This reposity houses various experiments where we perform ML regressions using various methods. Our goal is to down-select the ML methods that give us the best prediction accuracy, uncertainty calibration, uncertainty sharpness, and score by a proper scoring rule.
Each folder in this repository contains Jupyter notebooks that document how we used various ML methods to perform regressions on our data, and the results thereof. Each of these notebooks use the same set of features and data splits that we created from a couple of databases.
The preprocessing
folder shows how we used various APIs to gather and preprocess our data into features.
Our primary data source is the database we created using GASpy: GASdb. Our secondary data source is Catalysis-Hub, although we did not end up continuing to use this data source for various reasons.

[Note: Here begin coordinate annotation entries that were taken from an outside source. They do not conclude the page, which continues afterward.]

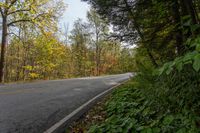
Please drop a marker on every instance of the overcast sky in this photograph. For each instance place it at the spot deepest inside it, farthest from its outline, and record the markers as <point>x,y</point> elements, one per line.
<point>75,9</point>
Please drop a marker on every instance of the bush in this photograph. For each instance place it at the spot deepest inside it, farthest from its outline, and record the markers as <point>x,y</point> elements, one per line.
<point>154,104</point>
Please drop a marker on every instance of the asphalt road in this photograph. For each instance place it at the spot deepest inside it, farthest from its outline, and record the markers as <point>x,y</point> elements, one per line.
<point>34,107</point>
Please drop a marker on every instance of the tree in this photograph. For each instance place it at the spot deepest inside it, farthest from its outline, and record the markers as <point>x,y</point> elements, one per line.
<point>14,12</point>
<point>99,30</point>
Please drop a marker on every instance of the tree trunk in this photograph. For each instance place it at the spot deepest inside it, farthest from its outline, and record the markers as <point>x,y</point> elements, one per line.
<point>178,31</point>
<point>191,11</point>
<point>3,47</point>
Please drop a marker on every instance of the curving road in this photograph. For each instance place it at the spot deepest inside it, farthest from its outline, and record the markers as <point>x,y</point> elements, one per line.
<point>34,107</point>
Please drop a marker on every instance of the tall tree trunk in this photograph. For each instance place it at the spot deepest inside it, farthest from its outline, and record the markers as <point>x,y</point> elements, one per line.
<point>136,26</point>
<point>178,31</point>
<point>3,47</point>
<point>191,10</point>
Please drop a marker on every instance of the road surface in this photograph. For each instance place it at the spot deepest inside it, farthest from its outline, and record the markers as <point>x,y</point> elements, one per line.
<point>34,107</point>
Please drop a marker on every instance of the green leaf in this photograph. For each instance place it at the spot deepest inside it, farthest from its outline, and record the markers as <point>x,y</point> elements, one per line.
<point>196,64</point>
<point>168,120</point>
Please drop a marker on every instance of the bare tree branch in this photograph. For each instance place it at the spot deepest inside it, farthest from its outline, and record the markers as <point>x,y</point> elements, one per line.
<point>12,3</point>
<point>21,10</point>
<point>1,11</point>
<point>20,20</point>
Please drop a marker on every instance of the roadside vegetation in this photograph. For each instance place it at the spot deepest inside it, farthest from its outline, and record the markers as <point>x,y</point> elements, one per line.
<point>35,47</point>
<point>163,97</point>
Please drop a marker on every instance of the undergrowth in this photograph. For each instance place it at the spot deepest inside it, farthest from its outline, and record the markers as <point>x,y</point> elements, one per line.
<point>154,104</point>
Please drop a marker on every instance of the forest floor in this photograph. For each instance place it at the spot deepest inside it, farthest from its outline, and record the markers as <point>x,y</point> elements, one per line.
<point>94,116</point>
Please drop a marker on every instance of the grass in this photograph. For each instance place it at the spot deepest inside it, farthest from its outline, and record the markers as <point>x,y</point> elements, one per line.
<point>144,105</point>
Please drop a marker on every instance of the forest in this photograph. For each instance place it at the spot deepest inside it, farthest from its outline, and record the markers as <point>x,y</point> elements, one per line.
<point>157,40</point>
<point>163,97</point>
<point>34,48</point>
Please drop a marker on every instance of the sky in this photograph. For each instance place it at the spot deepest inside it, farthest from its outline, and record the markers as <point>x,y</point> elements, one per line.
<point>75,9</point>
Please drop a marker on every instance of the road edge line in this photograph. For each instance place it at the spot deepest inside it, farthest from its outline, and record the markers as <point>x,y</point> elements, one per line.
<point>60,126</point>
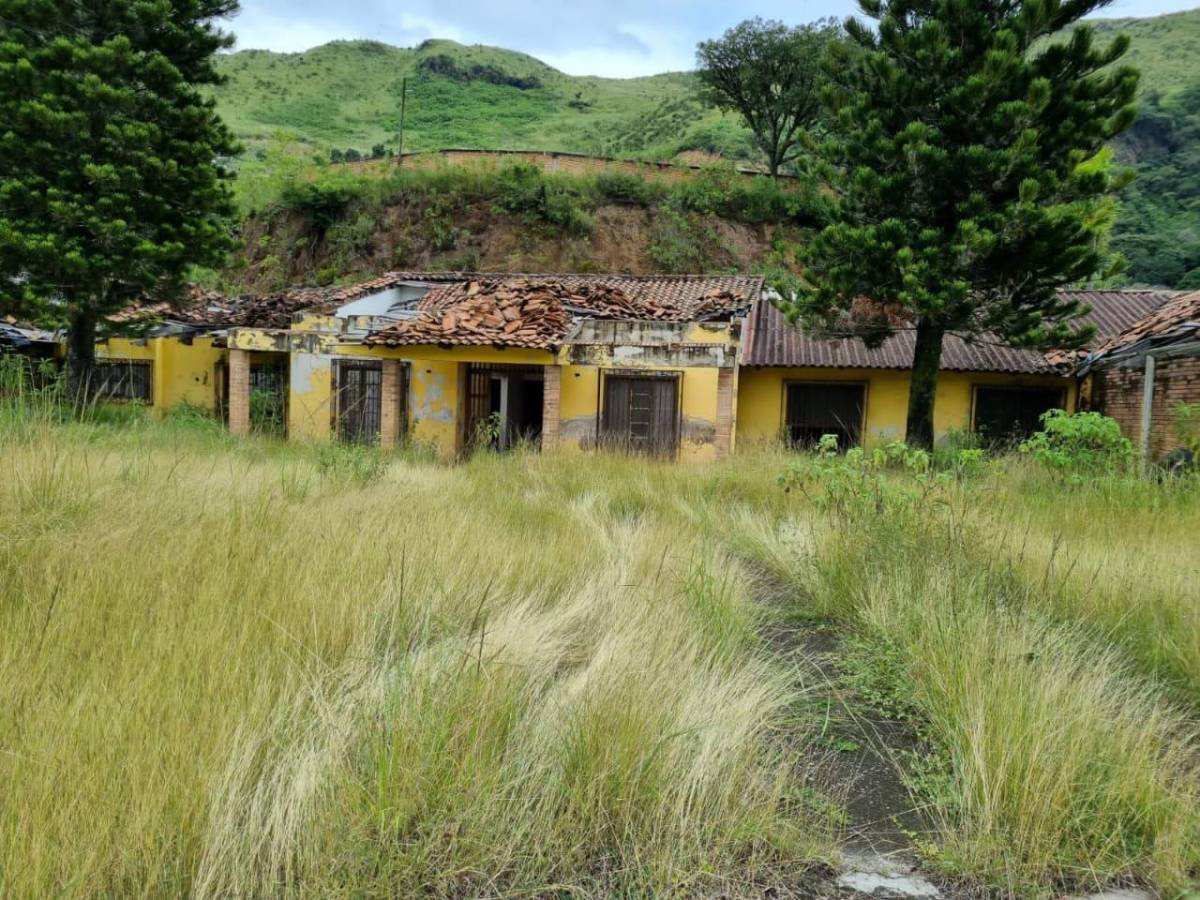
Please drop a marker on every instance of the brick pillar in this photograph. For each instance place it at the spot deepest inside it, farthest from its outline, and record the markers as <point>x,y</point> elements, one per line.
<point>390,406</point>
<point>724,439</point>
<point>239,391</point>
<point>551,406</point>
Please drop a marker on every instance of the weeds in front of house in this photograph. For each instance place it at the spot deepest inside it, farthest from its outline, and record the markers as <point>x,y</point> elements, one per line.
<point>447,681</point>
<point>269,669</point>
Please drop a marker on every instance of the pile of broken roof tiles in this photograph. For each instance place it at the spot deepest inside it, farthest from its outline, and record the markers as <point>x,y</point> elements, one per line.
<point>537,313</point>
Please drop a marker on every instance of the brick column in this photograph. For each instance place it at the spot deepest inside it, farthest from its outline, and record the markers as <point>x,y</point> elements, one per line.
<point>723,442</point>
<point>551,401</point>
<point>389,399</point>
<point>239,391</point>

One way to convert our database of atomic structures into features is to fingerprint them using a method outlined in this paper.
Thus fingerprint
s in this repository reference this type of feature.
Another way to featurize atomic structures is to use a StructureDataTransformer
for a Crystal Graph Convolutional Neural Network.
Thus sdt
s in this repository reference this type of feature.
The written report of our findings can be found in the paper folder, along with all of the files needed to compile the report. Additionally, the report can be found on arXiv:
Methods for comparing uncertainty quantifications for material property predictions
Kevin Tran, Willie Neiswanger, Junwoong Yoon, Eric Xing, Zachary W. Ulissi.
arXiv:1912.10066.
Refer to our list of dependencies for the dependencies required to run the Jupyter notebooks in this repository.